My homegirl Jacquie and I got into New Orleans yesterday. She had her camera and I drove the car. She’s never been to the Crescent City. She will never see what it was. The Mayor’s press conference announced that this was the first time in the history of the city that it has been drug and crime free. We listened to his speech during one of the long hours spent in the car yesterday. Beware, he said, those of you planning on returning to do no good. The city has police even more invested in protecting property. Army, National Guard, M16s, M4s, night vision, and even bazookas, he chuckled, for special people.

The smell is not human, though humanity did manufacture the chemicals and structures that have dissolved into nature, to create it. Hurricane Katrina did not destroy this city or her poor. Human planning and human response did. The streets of New Orleans are peppered with so many military vehicles, it appears a film. The 9th ward, which has just been drained of its flood, is empty of its people and heavy with menacing air. The cars that had been underwater are parked, salted. I drove the streets I’d walked down, and knew what hell would look like. What it would smell like. Hell is not just fire, it is water as well. People lived here and made love here and fought here and ate here and slept here and birthed here and built here and whispered here andc ried here and danced here and danced here and danced here and died here and finally they fled here.

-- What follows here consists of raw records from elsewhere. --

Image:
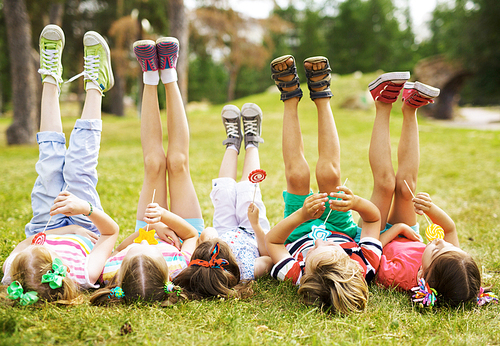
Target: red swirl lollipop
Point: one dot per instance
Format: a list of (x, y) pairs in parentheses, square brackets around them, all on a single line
[(39, 239), (257, 175)]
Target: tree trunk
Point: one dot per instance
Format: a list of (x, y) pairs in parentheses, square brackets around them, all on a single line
[(179, 29), (23, 84)]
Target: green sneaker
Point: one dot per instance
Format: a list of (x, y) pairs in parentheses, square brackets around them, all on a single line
[(97, 69), (51, 47)]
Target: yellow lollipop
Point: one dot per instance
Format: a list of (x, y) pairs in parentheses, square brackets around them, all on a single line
[(434, 232)]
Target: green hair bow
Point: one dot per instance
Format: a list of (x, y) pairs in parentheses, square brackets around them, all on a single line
[(15, 291), (56, 276)]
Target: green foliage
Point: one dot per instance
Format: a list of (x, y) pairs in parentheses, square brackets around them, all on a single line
[(459, 168)]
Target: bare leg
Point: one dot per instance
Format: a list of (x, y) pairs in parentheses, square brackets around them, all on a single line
[(183, 199), (296, 167), (380, 161), (408, 162), (229, 164), (50, 118), (252, 162), (153, 152)]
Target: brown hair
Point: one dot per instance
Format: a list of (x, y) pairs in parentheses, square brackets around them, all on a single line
[(205, 282), (141, 277), (335, 284), (28, 267), (455, 276)]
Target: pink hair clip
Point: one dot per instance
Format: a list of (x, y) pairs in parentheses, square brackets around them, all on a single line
[(424, 295), (486, 297)]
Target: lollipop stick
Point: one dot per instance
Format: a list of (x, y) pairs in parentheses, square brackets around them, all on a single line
[(428, 221), (152, 201)]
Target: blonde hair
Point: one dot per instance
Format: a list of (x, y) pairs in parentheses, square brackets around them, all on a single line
[(28, 267), (206, 282), (335, 284), (142, 278)]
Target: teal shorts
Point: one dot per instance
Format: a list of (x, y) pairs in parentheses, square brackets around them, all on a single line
[(338, 221), (196, 223), (415, 229)]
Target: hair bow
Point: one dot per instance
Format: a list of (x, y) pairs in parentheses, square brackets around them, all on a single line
[(15, 291), (169, 287), (486, 297), (149, 236), (424, 295), (55, 276), (213, 263), (116, 292)]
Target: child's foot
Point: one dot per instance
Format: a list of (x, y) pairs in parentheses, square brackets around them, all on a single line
[(251, 116), (168, 52), (97, 71), (231, 119), (146, 54), (318, 73), (51, 46), (418, 94), (386, 87), (284, 73)]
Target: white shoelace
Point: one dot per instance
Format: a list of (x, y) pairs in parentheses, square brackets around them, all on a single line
[(90, 70), (50, 59), (250, 127), (232, 129)]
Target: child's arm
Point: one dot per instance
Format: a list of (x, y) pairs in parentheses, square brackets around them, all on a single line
[(70, 205), (253, 217), (398, 229), (423, 204), (313, 208), (368, 212), (154, 213)]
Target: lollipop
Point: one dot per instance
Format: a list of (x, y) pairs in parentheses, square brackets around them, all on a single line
[(256, 176), (433, 231), (39, 239)]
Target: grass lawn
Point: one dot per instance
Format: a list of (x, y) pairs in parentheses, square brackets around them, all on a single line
[(459, 168)]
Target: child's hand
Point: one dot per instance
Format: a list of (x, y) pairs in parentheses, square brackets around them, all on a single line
[(346, 201), (253, 213), (314, 205), (68, 204), (153, 213), (166, 234), (422, 203)]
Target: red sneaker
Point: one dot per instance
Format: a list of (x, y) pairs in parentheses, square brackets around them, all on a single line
[(418, 94), (386, 87)]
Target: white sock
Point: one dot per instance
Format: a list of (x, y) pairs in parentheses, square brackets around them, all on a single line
[(151, 77), (50, 79), (232, 146), (168, 75)]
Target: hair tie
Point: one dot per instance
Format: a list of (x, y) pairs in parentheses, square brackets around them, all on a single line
[(55, 276), (213, 263), (116, 292), (15, 291), (424, 295), (486, 297), (169, 287)]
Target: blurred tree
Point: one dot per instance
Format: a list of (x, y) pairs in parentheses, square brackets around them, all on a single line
[(22, 129), (469, 32)]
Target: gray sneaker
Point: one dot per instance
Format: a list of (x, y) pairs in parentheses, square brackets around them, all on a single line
[(251, 116), (231, 119)]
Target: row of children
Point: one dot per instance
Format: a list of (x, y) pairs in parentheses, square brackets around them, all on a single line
[(171, 256)]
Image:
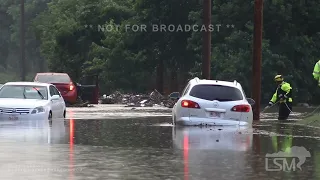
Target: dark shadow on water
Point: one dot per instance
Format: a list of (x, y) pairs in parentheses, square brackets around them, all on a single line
[(149, 148)]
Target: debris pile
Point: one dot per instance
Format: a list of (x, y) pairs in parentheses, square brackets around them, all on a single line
[(138, 100)]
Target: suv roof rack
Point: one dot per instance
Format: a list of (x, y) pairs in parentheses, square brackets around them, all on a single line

It will take me moons and cycles to begin to craft the language I need to transform these words, and myself, into something more than a simple reflection. Jacquie, Jordan and I then entered the River Center in Baton Rouge to talk with evacuees/refugees/survivors/victims/people. I am a poet. I entered through an exit. I brought with me my ancestry and the knowledge that displacement happens internally and externally. Within countries. Within bodies.

The River Center has several shelters set up within it. The one I entered did not allow cameras. We weren’t allowed in at all, actually. We said we were press. We were pressed. An evacuee outside, watching a TV set up by TV people, said, just tell them youl ive here. You don’t really need no wrist band. I followed her lead. The lights are bright. The noise a constant din. A loud speaker announces things no one understands. People are set up by exits, by communal televisions. Girls are placed in the center of groups of tired adults. There are sick people. There are women who are trading what they have for extra food and blankets. I am a poet, I said to the Haitian woman folding and refolding her clothes. A classmate had molested her eight-year-old daughter on the school bus earlier in the day. I asked the pretty brown girl with six braids blooming out of her head if she screamed. I don’t know how to scream, she said. A woman has to know how to scream, I told her. Her mother nodded. The father is still in Algiers. I asked if they’d heard the Mayor’s announcement early yesterday that Algiers would be open on Monday. Oh, thank you, thank god.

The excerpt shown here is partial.